Let’s consider these two statements in tandem. Why does the US get a very low interest rate? Because US debt is secured by the “full faith and credit” of the United States. What does that mean? It means that the United States is legally obligated to find someway to pay the debt. What is the quickest way to increase the interest rate by several points? (Well, there is an experiment you can try at home to discover the answer. Don’t pay your credit card bill. What happens to your interest rate?) That would be to tell your creditors that the debt they are buying isn’t guaranteed to be repaid in full.
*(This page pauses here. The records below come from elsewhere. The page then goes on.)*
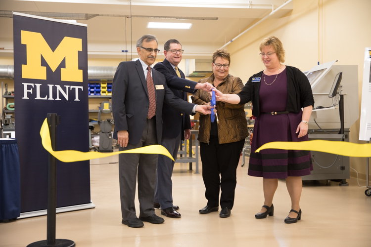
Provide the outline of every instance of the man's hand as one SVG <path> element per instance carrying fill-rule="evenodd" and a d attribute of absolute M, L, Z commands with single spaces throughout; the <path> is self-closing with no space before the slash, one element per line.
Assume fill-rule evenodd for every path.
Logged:
<path fill-rule="evenodd" d="M 196 106 L 195 110 L 196 112 L 198 112 L 204 115 L 210 114 L 211 113 L 211 109 L 213 107 L 207 105 L 197 105 Z"/>
<path fill-rule="evenodd" d="M 299 132 L 298 138 L 299 138 L 306 135 L 308 132 L 308 124 L 304 122 L 300 122 L 296 128 L 296 132 L 295 132 L 297 134 L 298 132 Z"/>
<path fill-rule="evenodd" d="M 197 107 L 196 107 L 197 108 Z M 128 130 L 117 131 L 117 143 L 122 148 L 126 148 L 129 142 L 129 132 Z"/>
<path fill-rule="evenodd" d="M 190 137 L 190 129 L 187 128 L 184 130 L 184 139 L 188 140 Z"/>
<path fill-rule="evenodd" d="M 211 92 L 213 88 L 215 87 L 209 82 L 197 83 L 194 86 L 195 89 L 201 89 L 206 92 Z"/>

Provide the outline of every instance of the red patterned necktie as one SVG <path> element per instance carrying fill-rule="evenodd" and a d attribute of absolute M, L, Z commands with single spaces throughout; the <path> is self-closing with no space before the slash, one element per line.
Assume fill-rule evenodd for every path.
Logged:
<path fill-rule="evenodd" d="M 156 115 L 156 93 L 154 89 L 153 80 L 151 76 L 151 67 L 147 68 L 147 89 L 148 95 L 149 97 L 149 108 L 148 110 L 148 118 L 149 119 Z"/>

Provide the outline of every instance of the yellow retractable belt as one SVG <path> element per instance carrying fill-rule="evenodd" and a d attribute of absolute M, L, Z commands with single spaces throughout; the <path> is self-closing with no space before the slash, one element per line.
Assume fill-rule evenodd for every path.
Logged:
<path fill-rule="evenodd" d="M 260 150 L 269 148 L 323 152 L 350 157 L 371 157 L 371 144 L 359 144 L 344 141 L 322 140 L 270 142 L 260 147 L 255 152 L 258 153 Z"/>
<path fill-rule="evenodd" d="M 142 148 L 130 149 L 113 153 L 98 153 L 96 152 L 87 152 L 84 153 L 75 150 L 64 150 L 54 151 L 51 148 L 51 141 L 49 133 L 49 127 L 47 126 L 47 121 L 45 119 L 40 130 L 43 146 L 51 155 L 62 162 L 75 162 L 77 161 L 87 161 L 98 158 L 108 157 L 119 154 L 161 154 L 167 156 L 174 161 L 173 157 L 169 151 L 160 145 L 152 145 Z"/>

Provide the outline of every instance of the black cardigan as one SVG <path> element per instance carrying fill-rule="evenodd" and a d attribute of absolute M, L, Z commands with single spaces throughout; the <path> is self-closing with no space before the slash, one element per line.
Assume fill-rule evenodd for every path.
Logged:
<path fill-rule="evenodd" d="M 260 82 L 252 82 L 253 78 L 262 77 L 263 71 L 255 74 L 249 79 L 242 91 L 237 95 L 241 98 L 239 104 L 246 104 L 252 101 L 252 115 L 258 117 L 260 113 L 259 89 Z M 286 110 L 298 113 L 301 108 L 314 106 L 312 87 L 307 77 L 299 69 L 286 66 L 287 77 L 287 103 Z M 261 80 L 259 80 L 261 81 Z"/>

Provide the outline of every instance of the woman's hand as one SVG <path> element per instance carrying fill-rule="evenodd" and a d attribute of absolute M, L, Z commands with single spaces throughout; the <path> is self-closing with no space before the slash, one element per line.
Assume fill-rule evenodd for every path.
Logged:
<path fill-rule="evenodd" d="M 298 138 L 302 137 L 308 133 L 308 124 L 304 122 L 301 122 L 296 128 L 296 134 L 299 133 Z"/>
<path fill-rule="evenodd" d="M 213 88 L 213 91 L 215 92 L 215 99 L 217 101 L 223 101 L 225 102 L 228 98 L 227 94 L 224 94 L 223 93 L 219 91 L 216 88 Z M 210 93 L 210 98 L 211 98 L 212 93 Z"/>

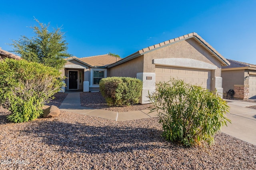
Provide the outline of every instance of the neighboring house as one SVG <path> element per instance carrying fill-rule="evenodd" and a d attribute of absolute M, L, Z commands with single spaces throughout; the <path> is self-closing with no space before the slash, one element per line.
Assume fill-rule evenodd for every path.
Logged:
<path fill-rule="evenodd" d="M 66 90 L 99 91 L 100 80 L 107 77 L 107 66 L 121 59 L 108 54 L 68 58 L 61 70 L 62 76 L 68 78 L 65 79 Z"/>
<path fill-rule="evenodd" d="M 230 65 L 222 68 L 223 97 L 232 89 L 235 92 L 234 98 L 256 98 L 256 65 L 227 60 Z"/>
<path fill-rule="evenodd" d="M 171 78 L 222 94 L 221 67 L 228 61 L 196 33 L 192 33 L 140 50 L 107 67 L 107 76 L 136 77 L 143 81 L 141 104 L 155 83 Z M 222 97 L 222 94 L 221 94 Z"/>
<path fill-rule="evenodd" d="M 0 61 L 5 59 L 6 58 L 16 59 L 17 60 L 20 60 L 21 59 L 20 57 L 9 53 L 5 50 L 4 50 L 0 47 Z"/>

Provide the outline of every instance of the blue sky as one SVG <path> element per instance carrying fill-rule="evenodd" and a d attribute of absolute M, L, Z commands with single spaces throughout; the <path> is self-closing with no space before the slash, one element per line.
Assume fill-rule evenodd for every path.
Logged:
<path fill-rule="evenodd" d="M 34 35 L 34 16 L 61 27 L 68 52 L 78 57 L 124 58 L 146 47 L 196 32 L 222 56 L 256 64 L 256 1 L 4 1 L 0 47 Z"/>

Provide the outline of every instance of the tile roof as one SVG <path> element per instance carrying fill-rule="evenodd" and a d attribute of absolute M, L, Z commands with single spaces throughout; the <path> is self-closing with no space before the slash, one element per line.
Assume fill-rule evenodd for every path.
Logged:
<path fill-rule="evenodd" d="M 145 53 L 148 53 L 152 50 L 157 49 L 166 45 L 172 44 L 173 43 L 180 41 L 186 40 L 189 38 L 195 38 L 200 42 L 200 44 L 204 45 L 206 48 L 208 49 L 212 53 L 212 55 L 215 56 L 223 64 L 228 65 L 230 64 L 228 61 L 224 58 L 217 51 L 212 47 L 208 43 L 200 37 L 197 33 L 193 32 L 188 34 L 179 37 L 177 38 L 171 39 L 165 41 L 160 43 L 139 50 L 137 52 L 123 59 L 122 61 L 116 62 L 116 63 L 111 64 L 110 66 L 110 67 L 111 67 L 116 65 L 118 65 L 128 60 L 132 59 L 134 58 L 138 57 L 139 56 L 142 55 Z"/>
<path fill-rule="evenodd" d="M 256 68 L 256 65 L 255 64 L 246 63 L 242 62 L 240 61 L 235 61 L 234 60 L 230 60 L 230 59 L 227 59 L 227 60 L 229 62 L 229 63 L 230 63 L 230 64 L 227 66 L 222 66 L 221 67 L 222 69 L 238 68 L 242 67 L 250 67 L 252 68 Z"/>
<path fill-rule="evenodd" d="M 4 50 L 1 47 L 0 47 L 0 55 L 2 55 L 5 57 L 7 57 L 8 58 L 11 58 L 12 59 L 16 59 L 17 60 L 20 60 L 21 58 L 20 56 L 15 55 L 15 54 L 9 53 L 7 51 Z"/>
<path fill-rule="evenodd" d="M 93 67 L 106 66 L 122 59 L 121 58 L 107 54 L 83 58 L 77 58 L 74 56 L 67 59 L 68 60 L 72 58 L 76 59 Z"/>

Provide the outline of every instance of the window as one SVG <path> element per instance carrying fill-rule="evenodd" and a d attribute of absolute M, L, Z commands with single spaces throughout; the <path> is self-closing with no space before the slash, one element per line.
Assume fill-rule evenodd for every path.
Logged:
<path fill-rule="evenodd" d="M 107 69 L 106 68 L 92 68 L 90 71 L 90 88 L 99 88 L 100 80 L 107 77 Z"/>
<path fill-rule="evenodd" d="M 93 71 L 93 85 L 99 84 L 100 80 L 104 77 L 104 70 Z"/>

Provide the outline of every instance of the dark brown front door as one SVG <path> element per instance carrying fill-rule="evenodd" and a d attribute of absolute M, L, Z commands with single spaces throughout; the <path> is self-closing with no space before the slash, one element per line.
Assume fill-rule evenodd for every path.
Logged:
<path fill-rule="evenodd" d="M 77 71 L 70 71 L 68 79 L 69 89 L 77 89 L 78 75 Z"/>

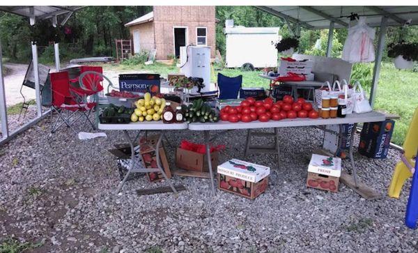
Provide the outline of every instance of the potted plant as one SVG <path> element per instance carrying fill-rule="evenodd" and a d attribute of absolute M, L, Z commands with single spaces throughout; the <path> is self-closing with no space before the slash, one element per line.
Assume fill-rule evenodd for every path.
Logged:
<path fill-rule="evenodd" d="M 395 67 L 398 69 L 412 68 L 414 61 L 418 61 L 418 43 L 405 43 L 389 45 L 387 56 L 394 59 Z"/>
<path fill-rule="evenodd" d="M 299 40 L 295 38 L 285 38 L 274 45 L 277 51 L 284 55 L 293 54 L 298 45 Z"/>

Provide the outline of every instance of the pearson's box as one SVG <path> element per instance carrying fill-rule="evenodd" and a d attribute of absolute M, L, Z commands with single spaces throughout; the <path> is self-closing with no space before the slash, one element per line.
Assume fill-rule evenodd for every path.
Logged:
<path fill-rule="evenodd" d="M 215 151 L 210 153 L 210 160 L 212 168 L 216 168 L 218 164 L 219 152 Z M 176 152 L 176 166 L 179 169 L 183 169 L 188 171 L 195 171 L 206 172 L 209 171 L 208 167 L 208 156 L 206 154 L 201 154 L 197 152 L 193 152 L 177 148 Z"/>
<path fill-rule="evenodd" d="M 155 146 L 160 138 L 160 135 L 150 135 L 147 138 L 142 137 L 139 139 L 139 154 L 142 157 L 142 162 L 146 168 L 157 168 L 157 154 L 155 153 Z M 171 172 L 169 167 L 169 162 L 165 154 L 163 146 L 160 147 L 160 161 L 164 171 L 169 178 L 171 178 Z M 161 181 L 164 176 L 160 172 L 147 173 L 148 180 L 150 182 Z"/>
<path fill-rule="evenodd" d="M 270 167 L 232 159 L 217 167 L 219 190 L 254 199 L 267 189 Z"/>
<path fill-rule="evenodd" d="M 363 125 L 359 153 L 371 158 L 386 158 L 395 121 L 387 120 Z"/>
<path fill-rule="evenodd" d="M 341 158 L 312 154 L 307 186 L 336 192 L 341 174 Z"/>

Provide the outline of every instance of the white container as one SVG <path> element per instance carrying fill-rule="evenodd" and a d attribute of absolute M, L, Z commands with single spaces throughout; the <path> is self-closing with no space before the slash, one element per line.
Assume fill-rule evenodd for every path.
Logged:
<path fill-rule="evenodd" d="M 395 67 L 400 70 L 412 68 L 414 66 L 414 61 L 407 61 L 401 55 L 398 55 L 394 59 L 394 63 L 395 63 Z"/>
<path fill-rule="evenodd" d="M 180 72 L 187 77 L 203 78 L 205 87 L 201 91 L 210 91 L 210 47 L 180 47 Z"/>

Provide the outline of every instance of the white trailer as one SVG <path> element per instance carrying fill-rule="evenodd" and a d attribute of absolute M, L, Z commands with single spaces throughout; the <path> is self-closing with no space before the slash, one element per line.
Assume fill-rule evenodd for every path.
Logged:
<path fill-rule="evenodd" d="M 225 22 L 226 68 L 277 67 L 277 50 L 274 43 L 281 37 L 279 27 L 234 26 L 233 20 Z"/>

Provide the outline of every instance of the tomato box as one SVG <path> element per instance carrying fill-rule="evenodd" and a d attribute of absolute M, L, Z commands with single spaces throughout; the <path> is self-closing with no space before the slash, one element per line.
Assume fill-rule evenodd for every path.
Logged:
<path fill-rule="evenodd" d="M 231 159 L 217 167 L 218 187 L 254 199 L 267 189 L 270 167 Z"/>
<path fill-rule="evenodd" d="M 139 139 L 139 154 L 142 157 L 142 163 L 146 168 L 157 168 L 155 146 L 159 138 L 160 135 L 154 135 Z M 160 147 L 160 161 L 166 175 L 169 178 L 171 178 L 171 172 L 163 146 Z M 164 176 L 160 172 L 147 173 L 147 176 L 150 182 L 164 179 Z"/>
<path fill-rule="evenodd" d="M 359 153 L 371 158 L 386 158 L 394 125 L 392 120 L 364 123 L 360 134 Z"/>
<path fill-rule="evenodd" d="M 308 166 L 307 186 L 336 192 L 341 174 L 341 158 L 312 154 Z"/>
<path fill-rule="evenodd" d="M 177 148 L 176 152 L 176 166 L 179 169 L 195 171 L 209 171 L 208 167 L 208 158 L 206 154 L 187 151 Z M 215 151 L 210 153 L 212 168 L 216 168 L 218 165 L 219 152 Z"/>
To put it mildly, the idea that the US government should operate the same way as Trump University is simply appalling. But perhaps it isn’t a surprise given that this is the way Trump has operated.
Trump’s idea for paying back the national debt is basically “Use the bankruptcy laws to further our success!” https://t.co/mEUpmUbJJ4
— Kyle Feldscher (@Kyle_Feldscher) May 6, 2016
And there is a more fundamental problem. The US government runs a deficit most years. Even when it doesn’t run a deficit often issuing new debt to retire older debt makes the most sense. When you tell potential creditors up front that you fully intend to default if the mood strikes you, they become skittish:
But Mr. Trump’s statement might show the limits of translating his business acumen into the world of government finance. The United States simply cannot pursue a similar strategy. The government runs an annual deficit, so it must borrow to retire existing debt. Any measures that would reduce the value of the existing debt, making it cheaper to repurchase, would increase the cost of issuing new debt. Such a threat also could undermine the stability of global financial markets.
In 1979, for example, what the government described as “bookkeeping problems” temporarily delayed $120 million in interest payments. In the aftermath of the delay, investors pushed up interest rates on Treasuries by about 0.6 percentage point, according to a 1989 study by Terry L. Zivney of the University of Tennessee at Chattanooga, and Richard D. Marcus of the University of Wisconsin-Milwaukee. That cost taxpayers roughly $12 billion.
But let’s put aside our disbelief for a second and consider who, exactly would agree to this haircut? The Chinese and other foreign governments? No. Not going to happen. They have no incentive to negotiate. But do you know who would? Social Security Administration and other federal agencies who also hold federal debt.
So Trump could force about half the holder of US debt to renegotiate, but that half would be other US government agencies. To make up the loss from the renegotiation, the US government would have to sell still more debt at a higher interest rate.
This guy is a moron. The US government is not some typical Trump fly-by-night enterprise. Though with Trump in charge it could be come one in short order.